新年度を迎えてから1か月以上が過ぎました。
昔からよく知られる「五月病」が起こりやすい時期でもあります。
五月病は、正式な疾患名ではなく一般に呼ばれる言葉で「アパシー・シンドローム」(「apathy」=無関心・無感動・無気力、「syndrome」=症候群)の表現の一つです。
社会人のみならず大学生や中高生、小学生などさまざまな世代にみられる、新しい環境に適応できないことによって生じた無気力などの精神的症状がある状態のことをいいます。
企業では、新年度にあたり組織の編成や個人の異動、新入社員の入社、上司や先輩社員の退職などによる自身の役割の変化など、環境の大きな変化による精神的な負担が積み重なる人もいることでしょう。
五月病は精神的な症状とお伝えしましたが、精神状態は身体症状として現れることがあります。
この記事では、ストレスによって引き起こされる諸症状のうち、「めまい」について詳しくお伝えします。
ストレスによって引き起こされる「めまい」
「めまい」と一口にいっても、目の前が真っ暗になるもの、ふわふわと浮いている感覚になるものなどいくつか種類があります。
厚生労働省の「国民生活基礎調査」(2022年)によれば、全国でめまいを訴える人は1,000人あたり20.3人います。
めまいの原因には脳神経的な問題や内科的問題などさまざまあり、その中で、精神的なストレスが一因であるものとして「良性発作性頭位めまい症」や「メニエール病」があります。
これらの疾患は、芸能人も発症したとして度々メディアでも伝えられることがあり、発症した場合は一定期間の休養が必要になるものです。
企業に勤めている人の場合、休職が余儀なくされる可能性もあります。
なぜめまいが起こるのか?
「良性発作性頭位めまい症」は、起き上がる、寝返りを打つなど頭を動かしたときに急に起こる、自分や周りがグルグルと回転しているように感じるめまい症状が特徴の疾患です。
耳の奥の内耳にある「耳石」という結晶が本来の場所から剥がれ落ちることで体の平衡感覚が乱れ、めまいを生じます。
「メニエール病」も突然発症し、良性発作性頭位めまい症と同じく回転するような激しいめまいが起こりますが、メニエール病は内耳にあるリンパ液が増えて中が浮腫んだ状態になることによりめまいを生じます。
さらに、良性発作性頭位めまい症はめまいの持続時間が数十秒から数分であるのに対して、メニエール病は数十分から数時間程度持続し、めまいに加えて耳鳴りや難聴を生じ津ことがあるのが特徴です。
どちらも器質的に原因でめまいを生じるものではありますが、そのおおもとの要因にはストレスがあることがわかっています。
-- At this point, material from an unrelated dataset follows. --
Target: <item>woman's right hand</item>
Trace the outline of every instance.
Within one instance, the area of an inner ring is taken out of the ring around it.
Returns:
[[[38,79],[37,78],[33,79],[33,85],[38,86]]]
良性発作性頭位めまい症は、耳石が本来の位置から剥がれることでめまいを生じますが、耳石が剥がれる要因には、転倒など、頭や耳の部分に強い外的な衝撃が加わることもありますが、疲れやストレスも関係しているといわれています。
しかし、その機序は明確ではありません。
メニエール病は、ストレスによって、自律神経のバランスが乱れることで、全身の水分調整にかかわるバソプレッシン(抗利尿ホルモン)の分泌量が増加し、それによって内耳のリンパ液が増え浮腫みを引き起こしている可能性も示唆されています。
心因性めまいの対策は日頃のストレスケアから
良性発作性頭位めまい症とメニエール病の予後についても違いがあります。
良性発作性頭位めまい症は、一般的には予後は良好であり、多くが1か月程度で自然に治ります。
治療では、耳石を正しい位置に戻すように頭を動かすリハビリを行います。
対してメニエール病は、薬物療法が中心となり、内耳の血流をよくするものや、利尿剤などを点滴投与することがあります。
しかし、良性発作性頭位めまい症とは異なり、症状を繰り返し、完全に治癒しないこともあります。
どちらの疾患も、発症後早期に治療することが重要です。
また、記事の前半でお伝えした通り、めまいを引き起こす疾患は脳神経的な問題や内科的な問題など、心因性めまい以外にもあります。
めまいが生じた時には、耳鼻咽喉科もしくは脳神経外科、または内科の受診をすることを強くおすすめします。
最後に、今回ご紹介した2つの疾患以外にも、ストレスは全身に好ましくない影響を及ぼす危険因子です。
過労や睡眠不足のほか、気候や環境の変化、人間関係など、ストレスのもととなるものが周囲にある場合が、自分自身の心身の状態をより一層細かに見つめて、ほどほどの気持ちで過ごしていきましょう。